Tax reformers see hope in budget deal
Congressional tax writers – Senate Finance Committee Chairman Max Baucus (D-MT) and House Ways and Means Committee Chairman Dave Camp (R-MI) – believe that ratification of the latest budget pact could give them new momentum next year, The Hill reported.
“The budget deal struck [on December 10] includes no new revenues from ending tax breaks, giving them free reign to pursue full-scale rewrite of the tax code,” the article stated.
Also, by setting top-line spending numbers for the next two years, tax writers argued the deal could shift Congress out of crisis mode and give other meaningful issues time and space to proceed.
“Provisions that were not part of the budget are going to be part of tax reform,” Baucus told The Hill last week. “Oh yeah, it very much helps.”
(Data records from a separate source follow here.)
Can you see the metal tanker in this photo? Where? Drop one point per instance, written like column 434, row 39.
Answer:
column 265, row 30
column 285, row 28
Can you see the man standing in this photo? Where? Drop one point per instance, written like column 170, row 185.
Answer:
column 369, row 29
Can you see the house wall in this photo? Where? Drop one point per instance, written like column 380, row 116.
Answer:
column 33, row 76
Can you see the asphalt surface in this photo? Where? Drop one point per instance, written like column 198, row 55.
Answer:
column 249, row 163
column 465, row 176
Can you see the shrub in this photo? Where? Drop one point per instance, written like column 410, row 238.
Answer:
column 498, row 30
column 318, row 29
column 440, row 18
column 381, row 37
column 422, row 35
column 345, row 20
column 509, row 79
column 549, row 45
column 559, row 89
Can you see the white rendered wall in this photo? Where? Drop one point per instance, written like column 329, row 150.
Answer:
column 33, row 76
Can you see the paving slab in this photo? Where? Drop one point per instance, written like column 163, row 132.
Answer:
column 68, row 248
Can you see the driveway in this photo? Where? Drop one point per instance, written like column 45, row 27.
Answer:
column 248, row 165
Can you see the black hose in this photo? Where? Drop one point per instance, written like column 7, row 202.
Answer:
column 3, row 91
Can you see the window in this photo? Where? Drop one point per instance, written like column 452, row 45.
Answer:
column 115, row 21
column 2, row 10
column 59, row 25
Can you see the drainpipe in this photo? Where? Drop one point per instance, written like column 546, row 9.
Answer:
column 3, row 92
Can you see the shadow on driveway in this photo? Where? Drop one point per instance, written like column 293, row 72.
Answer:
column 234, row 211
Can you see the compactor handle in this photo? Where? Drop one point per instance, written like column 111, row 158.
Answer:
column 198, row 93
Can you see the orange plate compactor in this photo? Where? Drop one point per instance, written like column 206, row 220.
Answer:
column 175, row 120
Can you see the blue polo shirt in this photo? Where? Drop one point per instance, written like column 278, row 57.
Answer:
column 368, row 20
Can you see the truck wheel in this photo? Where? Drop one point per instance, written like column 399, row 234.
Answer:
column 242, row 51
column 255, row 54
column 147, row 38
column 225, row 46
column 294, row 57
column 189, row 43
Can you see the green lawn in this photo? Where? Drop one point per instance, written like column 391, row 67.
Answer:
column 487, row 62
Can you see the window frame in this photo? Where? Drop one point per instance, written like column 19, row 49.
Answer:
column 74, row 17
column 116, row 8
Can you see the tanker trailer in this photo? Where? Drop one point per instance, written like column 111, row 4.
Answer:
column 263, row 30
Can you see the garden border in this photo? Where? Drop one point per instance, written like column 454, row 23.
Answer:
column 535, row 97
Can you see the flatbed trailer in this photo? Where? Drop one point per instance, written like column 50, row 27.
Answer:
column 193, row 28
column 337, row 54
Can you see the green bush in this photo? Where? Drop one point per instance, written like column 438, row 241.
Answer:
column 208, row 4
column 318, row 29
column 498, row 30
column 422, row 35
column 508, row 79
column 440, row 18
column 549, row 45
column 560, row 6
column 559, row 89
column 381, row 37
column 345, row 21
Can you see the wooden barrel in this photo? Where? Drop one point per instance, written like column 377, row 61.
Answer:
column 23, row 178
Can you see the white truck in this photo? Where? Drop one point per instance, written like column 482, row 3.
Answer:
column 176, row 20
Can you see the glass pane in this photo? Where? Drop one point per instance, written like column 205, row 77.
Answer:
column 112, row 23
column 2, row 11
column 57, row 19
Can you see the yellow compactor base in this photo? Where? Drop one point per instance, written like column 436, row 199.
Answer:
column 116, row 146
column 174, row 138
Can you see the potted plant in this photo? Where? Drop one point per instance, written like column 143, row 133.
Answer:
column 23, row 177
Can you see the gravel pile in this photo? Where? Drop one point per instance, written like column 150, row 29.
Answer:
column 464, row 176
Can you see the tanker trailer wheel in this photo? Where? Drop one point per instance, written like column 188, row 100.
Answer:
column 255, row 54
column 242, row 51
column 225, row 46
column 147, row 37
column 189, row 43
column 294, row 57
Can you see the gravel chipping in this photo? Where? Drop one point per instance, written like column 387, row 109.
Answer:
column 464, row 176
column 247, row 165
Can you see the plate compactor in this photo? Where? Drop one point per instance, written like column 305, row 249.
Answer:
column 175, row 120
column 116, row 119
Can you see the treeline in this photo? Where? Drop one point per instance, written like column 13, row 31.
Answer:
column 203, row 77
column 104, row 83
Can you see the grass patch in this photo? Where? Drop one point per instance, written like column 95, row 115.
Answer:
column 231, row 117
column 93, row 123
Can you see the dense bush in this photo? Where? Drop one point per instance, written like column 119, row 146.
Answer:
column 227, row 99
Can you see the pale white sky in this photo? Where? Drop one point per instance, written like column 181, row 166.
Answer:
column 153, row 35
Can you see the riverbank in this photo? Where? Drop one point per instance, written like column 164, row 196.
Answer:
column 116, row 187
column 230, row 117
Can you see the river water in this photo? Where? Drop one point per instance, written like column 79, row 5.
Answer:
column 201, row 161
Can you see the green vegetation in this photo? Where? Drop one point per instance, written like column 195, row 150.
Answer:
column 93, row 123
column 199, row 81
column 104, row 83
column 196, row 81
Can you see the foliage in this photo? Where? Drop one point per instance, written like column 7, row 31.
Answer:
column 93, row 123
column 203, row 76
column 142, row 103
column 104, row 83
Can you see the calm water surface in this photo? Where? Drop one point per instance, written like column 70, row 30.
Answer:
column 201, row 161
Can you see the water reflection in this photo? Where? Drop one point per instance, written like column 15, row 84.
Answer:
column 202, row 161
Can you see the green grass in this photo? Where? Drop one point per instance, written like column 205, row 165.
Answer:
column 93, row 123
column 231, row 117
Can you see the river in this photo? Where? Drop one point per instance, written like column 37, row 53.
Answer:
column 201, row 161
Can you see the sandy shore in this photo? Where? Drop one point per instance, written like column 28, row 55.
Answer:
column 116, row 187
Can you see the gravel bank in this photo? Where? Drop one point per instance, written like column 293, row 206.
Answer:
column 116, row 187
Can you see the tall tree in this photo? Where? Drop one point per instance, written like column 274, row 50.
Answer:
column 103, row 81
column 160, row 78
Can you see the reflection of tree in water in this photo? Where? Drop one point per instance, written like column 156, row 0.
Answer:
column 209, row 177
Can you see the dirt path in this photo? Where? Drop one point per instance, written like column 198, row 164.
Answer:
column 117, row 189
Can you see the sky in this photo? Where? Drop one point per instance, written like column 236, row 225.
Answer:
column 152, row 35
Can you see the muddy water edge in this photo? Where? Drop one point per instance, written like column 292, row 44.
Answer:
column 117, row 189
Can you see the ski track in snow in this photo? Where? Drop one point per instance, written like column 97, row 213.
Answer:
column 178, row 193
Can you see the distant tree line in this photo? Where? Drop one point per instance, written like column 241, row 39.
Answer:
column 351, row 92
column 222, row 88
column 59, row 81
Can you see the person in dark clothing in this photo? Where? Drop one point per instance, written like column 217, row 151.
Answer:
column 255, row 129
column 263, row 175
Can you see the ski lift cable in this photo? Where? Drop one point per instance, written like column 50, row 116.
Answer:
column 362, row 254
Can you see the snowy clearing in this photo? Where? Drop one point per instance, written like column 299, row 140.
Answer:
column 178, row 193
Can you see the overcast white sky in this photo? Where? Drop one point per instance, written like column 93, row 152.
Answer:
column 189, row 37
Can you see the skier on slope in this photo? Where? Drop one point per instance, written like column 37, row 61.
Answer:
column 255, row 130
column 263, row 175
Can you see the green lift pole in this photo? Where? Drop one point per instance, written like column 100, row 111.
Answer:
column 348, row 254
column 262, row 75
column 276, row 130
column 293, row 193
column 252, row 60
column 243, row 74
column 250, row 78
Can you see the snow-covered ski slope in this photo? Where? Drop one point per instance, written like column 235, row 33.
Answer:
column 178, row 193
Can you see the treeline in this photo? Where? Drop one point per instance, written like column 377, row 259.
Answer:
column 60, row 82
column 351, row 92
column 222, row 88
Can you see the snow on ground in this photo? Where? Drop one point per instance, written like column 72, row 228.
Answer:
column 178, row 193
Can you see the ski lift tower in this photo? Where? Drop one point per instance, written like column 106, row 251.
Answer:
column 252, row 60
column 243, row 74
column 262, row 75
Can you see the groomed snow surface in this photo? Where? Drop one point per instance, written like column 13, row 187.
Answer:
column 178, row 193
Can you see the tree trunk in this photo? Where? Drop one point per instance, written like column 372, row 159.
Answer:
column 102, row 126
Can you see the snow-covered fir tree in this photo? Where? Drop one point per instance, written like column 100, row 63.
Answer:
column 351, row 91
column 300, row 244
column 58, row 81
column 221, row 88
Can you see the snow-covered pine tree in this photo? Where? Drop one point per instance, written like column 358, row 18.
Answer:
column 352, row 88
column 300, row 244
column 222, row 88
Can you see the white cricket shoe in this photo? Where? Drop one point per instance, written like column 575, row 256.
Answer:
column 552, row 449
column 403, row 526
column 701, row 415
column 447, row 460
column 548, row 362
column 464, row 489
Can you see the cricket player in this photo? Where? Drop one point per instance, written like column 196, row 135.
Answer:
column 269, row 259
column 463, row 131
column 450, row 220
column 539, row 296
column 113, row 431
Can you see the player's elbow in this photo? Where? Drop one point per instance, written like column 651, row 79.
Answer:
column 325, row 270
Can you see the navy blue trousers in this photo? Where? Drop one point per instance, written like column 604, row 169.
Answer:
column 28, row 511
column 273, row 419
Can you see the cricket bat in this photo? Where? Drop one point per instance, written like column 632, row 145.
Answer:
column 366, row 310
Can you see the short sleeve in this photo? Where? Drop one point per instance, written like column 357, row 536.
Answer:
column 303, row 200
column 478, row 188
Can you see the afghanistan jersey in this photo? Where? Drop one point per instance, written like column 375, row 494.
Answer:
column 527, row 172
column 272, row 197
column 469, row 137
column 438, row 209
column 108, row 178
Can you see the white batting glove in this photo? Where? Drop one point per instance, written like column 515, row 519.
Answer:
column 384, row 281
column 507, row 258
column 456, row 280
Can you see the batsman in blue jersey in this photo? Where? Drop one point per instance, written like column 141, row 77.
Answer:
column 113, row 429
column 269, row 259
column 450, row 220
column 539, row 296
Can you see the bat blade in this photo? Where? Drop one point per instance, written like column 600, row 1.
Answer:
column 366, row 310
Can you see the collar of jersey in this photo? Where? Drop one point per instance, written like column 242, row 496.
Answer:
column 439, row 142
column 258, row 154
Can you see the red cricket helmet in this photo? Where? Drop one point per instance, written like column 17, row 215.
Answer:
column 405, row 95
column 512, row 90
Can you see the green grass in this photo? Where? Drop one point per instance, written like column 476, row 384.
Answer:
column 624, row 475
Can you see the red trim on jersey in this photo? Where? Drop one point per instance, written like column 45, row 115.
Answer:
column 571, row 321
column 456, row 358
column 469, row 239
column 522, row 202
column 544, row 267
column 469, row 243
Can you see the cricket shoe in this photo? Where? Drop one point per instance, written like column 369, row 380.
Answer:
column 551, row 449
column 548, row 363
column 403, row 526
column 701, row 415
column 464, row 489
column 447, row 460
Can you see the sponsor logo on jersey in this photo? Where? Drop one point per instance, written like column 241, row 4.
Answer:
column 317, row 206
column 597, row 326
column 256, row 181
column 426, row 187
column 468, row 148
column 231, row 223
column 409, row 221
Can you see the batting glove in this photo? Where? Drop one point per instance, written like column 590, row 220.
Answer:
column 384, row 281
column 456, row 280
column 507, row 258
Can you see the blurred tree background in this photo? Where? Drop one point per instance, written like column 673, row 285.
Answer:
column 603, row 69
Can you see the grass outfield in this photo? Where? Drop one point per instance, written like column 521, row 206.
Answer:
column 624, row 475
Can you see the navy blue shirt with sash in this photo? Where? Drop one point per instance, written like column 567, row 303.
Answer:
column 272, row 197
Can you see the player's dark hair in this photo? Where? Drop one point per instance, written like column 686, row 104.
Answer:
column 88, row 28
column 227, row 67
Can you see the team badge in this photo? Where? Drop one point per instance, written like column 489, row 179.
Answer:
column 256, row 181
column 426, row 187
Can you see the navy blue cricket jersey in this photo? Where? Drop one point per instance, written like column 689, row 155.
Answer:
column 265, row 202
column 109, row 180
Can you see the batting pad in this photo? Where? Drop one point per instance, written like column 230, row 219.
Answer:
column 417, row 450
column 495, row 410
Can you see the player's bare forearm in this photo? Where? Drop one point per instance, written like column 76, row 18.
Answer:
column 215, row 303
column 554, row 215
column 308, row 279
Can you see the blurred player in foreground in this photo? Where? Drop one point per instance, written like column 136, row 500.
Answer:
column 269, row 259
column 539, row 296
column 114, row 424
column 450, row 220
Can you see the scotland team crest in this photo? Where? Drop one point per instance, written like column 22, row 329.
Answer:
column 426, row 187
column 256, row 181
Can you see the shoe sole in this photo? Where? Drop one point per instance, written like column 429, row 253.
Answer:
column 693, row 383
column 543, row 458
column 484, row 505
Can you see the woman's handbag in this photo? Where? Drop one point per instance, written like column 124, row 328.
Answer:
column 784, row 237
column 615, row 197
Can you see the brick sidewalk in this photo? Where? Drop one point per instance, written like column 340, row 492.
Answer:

Abe Briloff, an accountant who saw through the games
A nice piece in the New York Times by Floyd Norris reflected on the life of his friend Abraham Briloff. Briloff, who died on December 12 at the age of ninety-six, was an accountant and accounting professor whose “trenchant and sometimes scathing analyses of corporate financial records often sent investors scurrying to dump their stocks,” according to the New York Times obituary for Briloff.
Norris, who in the 1980s edited articles that Briloff wrote for Barron’s, said Briloff “cared deeply about, and was outraged by, the games accountants play.”
“When a Briloff piece was published in Barron’s, the immediate reaction from the company criticized was almost always to angrily protest that their accounting was completely proper and consistent with Generally Accepted Accounting Principles,” Norris wrote. “That response puzzled me, because the articles seldom alleged otherwise. Instead, they pointed out how the rules allowed misleading reports, and how the company in question had produced such.”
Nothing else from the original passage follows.